What "mortgage insurance" from the bank actually is
The product your lender offers at the mortgage table is usually creditor's group insurance. The important word is creditor's. It's insurance designed around protecting the lender's asset, your mortgage balance, not around protecting your family's plans.
That single design choice creates four quiet problems:
- The payout shrinks, but the price doesn't. As you pay your mortgage down, the amount the policy would pay out drops right along with it. Your premium, though, generally stays put. Year after year, you pay the same money for less and less coverage.
- The bank is the beneficiary, not your family. If the worst happens, the money goes straight to the lender to clear the mortgage. Your family doesn't get a cheque and the freedom to decide what to do with it. The house is paid off, full stop, even if what your spouse actually needed was income, childcare, or breathing room.
- It's tied to that mortgage, at that lender. Switch banks at renewal to chase a better rate, something Prairie families do all the time, and your coverage doesn't come with you. You re-apply, now a few years older and possibly less healthy.
- It may be underwritten after a claim, not before. With some of these products, the deep questions about your health get reviewed when you die, not when you sign up. That's the worst possible time to discover a technicality.
The alternative most people aren't shown
The other option is personally-owned term life insurance, a policy you own, sized to your life rather than to one debt. Here's how it answers each of those four problems:
- The benefit stays level. You pick the amount, and it doesn't shrink as your mortgage drops. If you're insured for $400,000 and the mortgage is down to $250,000 when something happens, your family keeps the difference. They decide what it's for.
- Your family is the beneficiary. The money goes to the people you name. They can pay off the mortgage, or keep the low-rate mortgage and use the money to replace income, their call, made with a clear head, not the bank's.
- It's portable. The policy is yours. Switch lenders, sell the house, buy a new one, the coverage doesn't care. It follows you, not the debt.
- It's underwritten up front. You answer the health questions when you apply. Once you're approved, you know the policy will pay. No surprises for your family at the worst possible moment.
And here's the part that surprises people most: for many healthy applicants, a personally-owned term policy with a level, larger, portable benefit costs about the same as, sometimes less than, the bank's shrinking coverage. You're often getting a better product for similar money.
"So why does the bank offer the other one?"
Because it's convenient, for everyone, including you, in the moment. It's one checkbox, no medical, no separate application, and it protects the thing the bank cares about. Convenient isn't the same as right for your family. That's the whole point of getting a second set of eyes that isn't sitting on the lender's side of the table.
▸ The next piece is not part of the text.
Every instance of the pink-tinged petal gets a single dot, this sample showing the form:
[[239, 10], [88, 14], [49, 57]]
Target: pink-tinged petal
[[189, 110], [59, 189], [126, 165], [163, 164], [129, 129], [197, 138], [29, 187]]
When the bank's version might actually make sense
This is where the honesty cuts both ways. Mortgage insurance from your lender can be the right answer when:
- Your health makes you hard to insure individually, and the lender's product asks fewer questions. Sometimes "some coverage now, easily" beats "better coverage you can't qualify for."
- You need something in place immediately and don't have time to underwrite a personal policy before closing, though a personal policy can often be arranged faster than people assume.
- It's genuinely temporary and you'll replace it shortly.
The point isn't that one product is evil and the other is holy. It's that the default, the easy checkbox at signing, is rarely examined, and for most healthy Prairie families it's the weaker choice. You deserve to know that before you decide, not after.
So, are you covered right, or wasting money?
Our free 5-minute Insurance Check runs your actual numbers and shows your real coverage gap. It won't pick a product for you, that's a conversation, but it'll tell you where you stand.
Run the Insurance Check →The bottom line
Mortgage insurance from the bank protects the bank's asset. Personally-owned term insurance protects your family's plan. They are not the same product wearing different labels, and the cheaper-looking one at the signing table is often the more expensive choice over time.
If you've already checked that box, you haven't made a mistake you can't fix, these things are reviewable, and switching is usually simpler than you'd expect. If you're about to, take twenty minutes first. That's all it takes to know whether the easy answer is also the right one.